Liquid chlorine bleaches were, for many years, the common household bleaches. They are efficient bactericidal agents, and as such can be used for sterilizing fabrics. They are cheap and efficient bleaches for cotton and rayon. The bleaching is done by the hypochlorous acid liberated during the bleaching process. This tenders cellulose fibers and the bleach must be thoroughly rinsed out or an antichlor (sodium thiosulfate) should be used. Chlorine bleaches, other than sodium chlorite, are of no value on the protein and thermoplastic fibers and if used will cause yellowing. Man-made fibers are often damaged or are unaffected by household chlorine bleaches. The weekly wash also contains many fabrics with crease-recovery and embossed finishes, which should not be bleached with chlorine.

Chlorine bleach can be used not only on white fabric, but also on colorfast colored fabrics.

Peroxide bleaches are common factory bleaches for cellulose and protein fibers and fabrics. Hydrogen peroxide is an oxidizing bleach. A 3% solution is relatively stable at room temperature and is safe to use. Peroxide will bleach best at temperatures of 180 to 200oF in an alkaline solution. These bleaching conditions make it possible to do peroxide bleaching of cellulose grey goods as the final step in the kier boil.

In the peroxide cold bleach procedure, the fabric is soaked overnight or for a period of eight hours. This procedure is often used on cotton knit goods and wool to preserve a soft hand. Peroxide is good for removing light scorch stains.

Sodium perborate is a powder bleach which becomes hydrogen peroxide when it combines with water. It is a safe bleach for home use with all kinds of fibers. Satisfactory results have also been obtained with thermoplastic fibers by use of the cold bleach process. Powder bleaches are recommended for regular use in the wash water to maintain the original whiteness of the fabric rather than as a whitener for discoloured fabrics.

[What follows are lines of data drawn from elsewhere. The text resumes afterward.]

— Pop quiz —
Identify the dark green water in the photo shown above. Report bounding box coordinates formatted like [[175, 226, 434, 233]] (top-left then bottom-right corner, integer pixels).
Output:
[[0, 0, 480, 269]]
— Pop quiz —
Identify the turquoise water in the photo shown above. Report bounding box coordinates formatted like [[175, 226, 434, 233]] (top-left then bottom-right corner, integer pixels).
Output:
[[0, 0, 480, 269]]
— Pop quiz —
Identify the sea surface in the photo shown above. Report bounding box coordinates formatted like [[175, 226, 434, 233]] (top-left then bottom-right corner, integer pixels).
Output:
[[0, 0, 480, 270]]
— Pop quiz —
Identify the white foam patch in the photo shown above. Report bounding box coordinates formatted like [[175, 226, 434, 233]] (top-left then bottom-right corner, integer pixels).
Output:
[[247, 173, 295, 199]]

Acid bleaches such as oxalic acid and potassium permanganate have limited use. Critic acid and lemon juice are also acid bleaches, which are good rust spot removers.

Reducing bleaches are good for stripping color from dyed fabrics. Sodium hydrosulfite is available in pharmacies.

Optical brighteners are also used to whiten off fabrics. They are fluorescent white compounds, not bleaches. The fluorescent white compounds are absorbed into the fiber and emit a bluish fluorescence that covers up yellowish tinges. At the mill, optical temperatures give best results when used in combination with the bleach rather than a substitute for it. These new fluorescent whites are often incorporated is soaps and detergents as "whiter than new" ingredients. They also added to the spinning solution of some man-made fibers.

The way optical whiteners work.

[1] N. Hollen and J. Saddler, Textiles, 3rd Edition, MacMillan Company, London (1968).